When all resources are dereferenced, because of ΔtA and all of the Δt's of the base representation (the HTML page) and each respective embedded resource, it can occur that Bob's representation of U2 has a Δt < ΔtA.
Hm. So there are two timelines of archiving.
alice.cdxj 01:00 UTC | https://example.com 01:10 UTC | https://example.com/photo.jpg
bob.cdxj 01:10 UTC | https://example.com 01:15 UTC | https://example.com/photo.jpg
Now, do you mean that when Bob replays https://example.com looking at the moment of 01:10 UTC, the timelines will be merged and he will see Alice's fetched image instead of the image he would have expected to see, - because Alice's time of archiving the image is closer to the moment Bob is replaying?
Does this happen because usually people are replaying a whole directory of CDXJ files instead of one file, and a normal practice is to merge CDXJ files?
Crawling happens per host, I assume. Can Alice and Bob both create a random unique ID, like UUID4, every time they set out to archive https://example.com - and use that ID to tag every record in the index?
Replay system would know to prefer the records tagged with the same Crawl ID to the ones which used another Crawl ID.
Yes, were they merged, the current logic for resolution is temporal without regard to source, so Bob/Alice viewing https://example.com at 01:10 UTC would get Bob's HTML and Alice's embedded JPG.
The dynamics of most web archives (I believe) is to use solely their set of WARCs for replay with an index they, themselves generate. I am unaware of other systems (beyond ipwb) that work on a set of indexes (e.g., collection of CDXJ files) to replay WARCs beyond their own control.
The crawl policy can vary. For example, if crawling is configured with priority to breadth, a crawler might grab all the HTML and other HTML pages before fetching embedded resources. This might result in more coverage (viewable HTML pages) with the downside being the embedded resources might have changed or no longer be present when they move from the frontier (list of URIs to be preserved) to the horizon (point at which it is preserved). So, example.com might link to foo.com which links to bar.com. A crawler might try to capture these URIs in order: example.com, foo.com, bar.com, example.com/photo.jpg. I am unaware of whether this is typical but old captures of HTML pages without preserved images means that the behavior (or similar) has been exhibited in-practice.
Metadata like crawl source can be present in the WARC but that is a feature of the crawler itself and not guaranteed.
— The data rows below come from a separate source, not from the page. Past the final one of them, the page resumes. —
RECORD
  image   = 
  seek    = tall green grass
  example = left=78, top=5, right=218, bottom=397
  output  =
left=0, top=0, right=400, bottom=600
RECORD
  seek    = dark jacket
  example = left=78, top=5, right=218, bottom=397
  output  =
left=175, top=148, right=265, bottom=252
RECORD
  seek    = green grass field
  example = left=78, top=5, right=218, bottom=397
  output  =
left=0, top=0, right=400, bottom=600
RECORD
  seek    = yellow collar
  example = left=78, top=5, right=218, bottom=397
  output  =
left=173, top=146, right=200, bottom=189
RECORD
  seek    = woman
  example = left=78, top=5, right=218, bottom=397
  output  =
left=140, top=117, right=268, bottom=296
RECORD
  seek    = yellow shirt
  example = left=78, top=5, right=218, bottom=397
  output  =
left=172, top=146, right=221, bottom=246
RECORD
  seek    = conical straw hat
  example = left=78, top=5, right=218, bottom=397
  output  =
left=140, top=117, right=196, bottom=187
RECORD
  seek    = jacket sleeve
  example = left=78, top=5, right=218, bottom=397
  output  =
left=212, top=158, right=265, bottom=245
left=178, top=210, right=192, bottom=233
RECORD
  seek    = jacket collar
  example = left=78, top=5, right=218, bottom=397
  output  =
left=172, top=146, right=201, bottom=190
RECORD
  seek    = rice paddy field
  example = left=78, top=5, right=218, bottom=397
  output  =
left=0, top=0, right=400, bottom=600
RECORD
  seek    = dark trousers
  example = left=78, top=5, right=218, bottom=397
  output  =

I am unsure if most crawlers give a unique identifier to the crawl instance/source. We could attribute metadata to the source of indexing and thus archive in the JSON block within the CDXJ, which would allow the client to, for example, give precedence to their own captures in replaying composite mementos but that can get quickly get complicated.
@machawk1 the potential temporal inconsistency issue you are describing is a result of index merging, not of the IPFS record pinning. The reply system will request closes embedded resources based on closest matching records in the index, irrespective of whether or not corresponding data is pinned/cached in the local/primary IPFS store. If an IPFS record in locally available, it does not automatically jump into the replay until requested and if a record is locally missing, does not make it do-not-replay-and-fallback-to-another-match, it will be attempted to be discovered from peers instead or fail to resolve.
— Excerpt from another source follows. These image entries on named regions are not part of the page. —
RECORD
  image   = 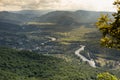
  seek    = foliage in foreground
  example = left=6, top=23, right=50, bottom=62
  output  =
left=0, top=48, right=99, bottom=80
left=96, top=0, right=120, bottom=49
left=97, top=72, right=119, bottom=80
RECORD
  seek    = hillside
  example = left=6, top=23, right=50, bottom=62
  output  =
left=0, top=47, right=99, bottom=80
left=0, top=11, right=30, bottom=24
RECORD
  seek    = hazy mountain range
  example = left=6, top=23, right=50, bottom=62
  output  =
left=0, top=10, right=112, bottom=25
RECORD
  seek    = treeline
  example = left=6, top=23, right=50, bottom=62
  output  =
left=0, top=47, right=99, bottom=80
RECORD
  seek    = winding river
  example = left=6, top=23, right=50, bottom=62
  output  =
left=75, top=45, right=96, bottom=68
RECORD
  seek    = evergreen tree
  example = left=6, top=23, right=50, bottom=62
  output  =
left=97, top=72, right=119, bottom=80
left=96, top=0, right=120, bottom=49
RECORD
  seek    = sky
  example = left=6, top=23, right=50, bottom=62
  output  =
left=0, top=0, right=115, bottom=11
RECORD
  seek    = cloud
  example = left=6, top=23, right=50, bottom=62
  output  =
left=0, top=0, right=114, bottom=11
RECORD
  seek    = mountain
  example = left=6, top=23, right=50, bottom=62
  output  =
left=33, top=10, right=112, bottom=25
left=11, top=10, right=51, bottom=17
left=0, top=11, right=29, bottom=24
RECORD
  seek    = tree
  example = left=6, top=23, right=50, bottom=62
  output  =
left=97, top=72, right=119, bottom=80
left=96, top=0, right=120, bottom=49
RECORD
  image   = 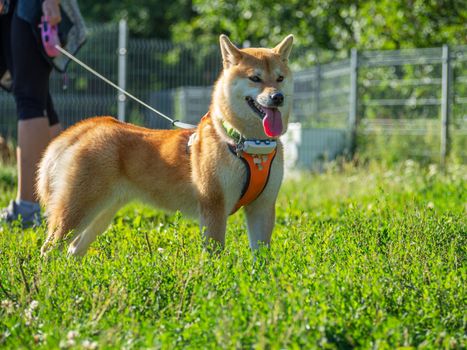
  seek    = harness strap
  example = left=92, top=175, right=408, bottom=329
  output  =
left=229, top=145, right=276, bottom=215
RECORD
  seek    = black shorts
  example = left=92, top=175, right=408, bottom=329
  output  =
left=0, top=8, right=59, bottom=125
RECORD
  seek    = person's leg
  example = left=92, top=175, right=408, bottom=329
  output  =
left=1, top=15, right=60, bottom=225
left=16, top=117, right=50, bottom=202
left=47, top=93, right=62, bottom=140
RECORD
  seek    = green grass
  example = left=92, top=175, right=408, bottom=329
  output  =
left=0, top=162, right=467, bottom=349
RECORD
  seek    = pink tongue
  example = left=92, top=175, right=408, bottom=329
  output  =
left=262, top=107, right=282, bottom=137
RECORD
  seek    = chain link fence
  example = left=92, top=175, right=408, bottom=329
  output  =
left=0, top=20, right=467, bottom=168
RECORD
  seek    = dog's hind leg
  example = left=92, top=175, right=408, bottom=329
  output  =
left=41, top=187, right=115, bottom=255
left=68, top=204, right=121, bottom=256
I see. These strategies probably can be configurable. One of possible ways to do it would be to add a hash of the source WARC file into every line of the CDXJ index (just like you mentioned) when ipwb index
'ing it.
@ibnesayeed raises a valid point; pinning only means that certain set of files will be served from your local IPFS node and will not be deleted by IPFS garbage collector. That ensures persistence; otherwise, the files can be easily lost.
Source locking will lose many advantages of merging collections from different sources to enrich the archive and patch pages with missing embedded resources. That said, I remember discussing a new model of archival replay system by building a resource dependency graph index which will allow replay of pages with prespecified versions of embedded resources unless explicitly updated. That model can be implemented in IPWB someday after giving more thoughts to it, but it will be a big change in the system.
Source locking will lose many advantages of merging collections from different sources
I agree with this. The origin of the payload ought to be agnostic of the method or creator though there could be a case of maintaining provenance to ensure the composite memento you view is solely made up of your own captures. There could be a need for this or a desire to be liberal with assembling a composite memento solely on the temporally closest embedded resources.
I remember discussing a new model of archival replay system
This sounds related to your Web Bundling work, @ibnesayeed.
pinning only means that certain set of files will be served from your local IPFS node and will not be deleted by IPFS garbage collector
Right, but if you a user explicitly pins the captures from an external CDXJ but does not have references in their own CDXJ, it seems that their local IPFS node could accumulate a lot of garbage without having a basis for its significance, despite the payload still be accessible.
There could be a need for this or a desire to be liberal with assembling a composite memento solely on the temporally closest embedded resources.
That's the kind of gap transactional on-demand per-page archiving model serves well (archive.today) would be a good example. Crawler based archives on the other hand capture atomic resources with the help of a frontier queue and a recently seen list to minimize repeated downloading of shared resources. To leverage crawl-based archiving while supporting a more coherent and fixity preserving replay I proposed the dependency graph style indexing mentioned above.
This sounds related to your Web Bundling work,
Yes, that was the context when I discussed it with @phonedude, but the model can be devised to support in a non-bundled environment too.
Right, but if you a user explicitly pins the captures from an external CDXJ but does not have references in their own CDXJ, it seems that their local IPFS node could accumulate a lot of garbage without having a basis for its significance, despite the payload still be accessible.
Resources in an IPFS store are unaware of their application. Pin management is something one can perform independently by identifying resources they do not want, so those can be unpinned to be garbage collected. Even at the time of pinning, you may want to add optional filters so that you do not pin every hash in every index you have, if that's a concern. However, the simplified assumption would be to pin everything that is present in any of your indexes, in case those are needed. If you have something in your index, it means you are willing to replay it.
I believe #637 is a prerequisite to implement this.
To ensure constant availability of every file loaded into IPFS from WARC archive, I would like to pin those files. I can see this can be rather straightforward: I only have to parse CDXJ file and pin every hash from it - but that seems tedious and requires extra code.
Would it be possible instead to add not one file but whole directory with all files from the archive plus, say,
index.cdxj
to provide navigation and metadata?Thus, every node who wishes to provide persistence to the data in question would only have to pin the directory itself.
Would you mind sharing your view on this?